Stelvio Di Spigno, Minimo umano

da | Ott 22, 2020

Cinque poesie in anteprima da Minimo umano di Stelvio Di Spigno, collana di “Testo a Fronte”, Marcos y Marcos, 2020, seguite da una nota di lettura di Antonio Merola.

 

Nel movimento, infatti, non si può pervenire al minimo assoluto, come è un centro fisso, perché il minimo necessariamente coincide col massimo.

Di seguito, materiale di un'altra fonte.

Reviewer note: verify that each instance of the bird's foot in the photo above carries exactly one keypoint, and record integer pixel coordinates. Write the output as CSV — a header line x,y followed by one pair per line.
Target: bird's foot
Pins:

Il centro del mondo coincide con la circonferenza. Ma il mondo non ha circonferenza.

NICCOLÒ CUSANO

 

 

Variante lombarda
Lago di Garda, giugno 2005

Ci sono questi laghi calmi e oblunghi
che non dicono niente a nessuno,
e stanno zitti e ti rapinano il cuore,
attraverso i tuorli oculari e gli archi molli
delle sopracciglia, come lame di sole
su persiane abbassate, da un battello
e in dormiveglia, o come il peccato,
all’ombra della morte.

Riflettono soltanto la mancanza
che il pensiero ha di se stesso,
come una debolezza o sfinimento,
e nessuna collina viene avanti,
è tutto un silenzio di naviganti
che hanno perduto la via dell’Equatore.

Da qui non ci si alza, non si vola.
C’è una stagnazione dell’essenza e della vita.
Uomini come schegge, dal volto offuscato,
si rubano a vicenda il senso del domani,
sanno partire e non sanno tornare,
tra foreste vorticose e radici superate.

E guardano il panorama, questi fratelli
dal cognome diverso e disunito, le piccole ali
dei cormorani, che un giorno li spinsero
al singhiozzo, ora sono spente, senza mistero.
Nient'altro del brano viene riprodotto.